1. Concept — The Last Step to Make It Real¶
Here's what you've built so far:
- Model (Ch 10), training (Ch 15), evaluation (Part 5), quantization + GGUF (Ch 19–20)
What's left: let a human talk to it.
The book's 10M fairytale model isn't instruction-tuned — it's a continuation model. Give it a prompt and it writes what comes next. Think of it less as a chatbot and more as a co-writer.
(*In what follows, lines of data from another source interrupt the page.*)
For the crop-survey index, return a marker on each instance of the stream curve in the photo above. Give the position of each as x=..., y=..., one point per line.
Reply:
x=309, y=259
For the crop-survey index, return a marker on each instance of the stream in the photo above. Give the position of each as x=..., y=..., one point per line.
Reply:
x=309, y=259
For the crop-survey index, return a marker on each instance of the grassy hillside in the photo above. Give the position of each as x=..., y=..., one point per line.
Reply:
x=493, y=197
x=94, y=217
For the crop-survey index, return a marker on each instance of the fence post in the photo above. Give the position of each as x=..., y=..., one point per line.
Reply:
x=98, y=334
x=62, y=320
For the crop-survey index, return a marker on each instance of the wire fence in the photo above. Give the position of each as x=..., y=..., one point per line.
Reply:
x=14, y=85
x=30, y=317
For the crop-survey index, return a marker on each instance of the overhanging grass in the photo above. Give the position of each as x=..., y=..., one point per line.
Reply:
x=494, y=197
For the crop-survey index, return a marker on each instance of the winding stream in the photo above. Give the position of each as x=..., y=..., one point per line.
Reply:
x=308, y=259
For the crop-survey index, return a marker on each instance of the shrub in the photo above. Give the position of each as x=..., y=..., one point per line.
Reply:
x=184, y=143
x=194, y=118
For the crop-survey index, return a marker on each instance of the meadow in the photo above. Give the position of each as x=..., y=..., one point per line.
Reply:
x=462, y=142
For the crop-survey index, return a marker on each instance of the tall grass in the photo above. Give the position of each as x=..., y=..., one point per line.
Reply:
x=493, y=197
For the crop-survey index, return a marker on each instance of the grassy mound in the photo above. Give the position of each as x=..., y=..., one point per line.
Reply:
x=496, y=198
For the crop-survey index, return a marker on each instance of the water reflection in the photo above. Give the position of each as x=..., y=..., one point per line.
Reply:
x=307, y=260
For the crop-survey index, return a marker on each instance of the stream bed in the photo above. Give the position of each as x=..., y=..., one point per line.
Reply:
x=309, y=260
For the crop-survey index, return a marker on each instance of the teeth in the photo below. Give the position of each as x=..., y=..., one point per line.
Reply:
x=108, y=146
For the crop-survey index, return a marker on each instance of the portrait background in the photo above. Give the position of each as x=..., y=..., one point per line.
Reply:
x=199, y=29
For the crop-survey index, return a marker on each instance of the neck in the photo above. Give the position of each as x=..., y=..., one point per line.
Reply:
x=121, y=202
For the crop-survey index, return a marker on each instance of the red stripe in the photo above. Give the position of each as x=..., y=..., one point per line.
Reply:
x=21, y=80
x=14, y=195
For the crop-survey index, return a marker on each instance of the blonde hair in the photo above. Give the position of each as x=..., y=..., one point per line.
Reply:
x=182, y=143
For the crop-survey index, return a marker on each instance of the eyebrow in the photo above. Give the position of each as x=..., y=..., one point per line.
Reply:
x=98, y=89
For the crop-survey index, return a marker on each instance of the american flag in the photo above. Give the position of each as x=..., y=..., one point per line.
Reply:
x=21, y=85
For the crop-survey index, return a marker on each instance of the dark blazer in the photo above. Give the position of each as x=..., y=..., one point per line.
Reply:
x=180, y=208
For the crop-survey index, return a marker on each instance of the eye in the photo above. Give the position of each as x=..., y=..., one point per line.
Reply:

2. Why This Matters — The Value of a Demo¶
| Artifact | What it proves |
|---|---|
| Loss curves | Training progressed |
| PPL / benchmarks | Capability is measurable |
| CLI chatbot | The model actually works |
When you want to show someone what you built — a LinkedIn post, a company presentation, HF Spaces — a 5-minute video beats a training curve every time. This is also the final deliverable of the capstone.
3. Three Demo Forms¶
| Form | Tool | Where |
|---|---|---|
| One-line CLI | llama-cli (Ch 20) |
demos, debugging |
| Python REPL loop | llama-cpp-python or transformers |
notebook demos |
| Gradio Spaces | HF Spaces | public demo (capstone) |
This chapter focuses on the Python REPL. CLI was covered in Ch 20, and Spaces is covered in the capstone.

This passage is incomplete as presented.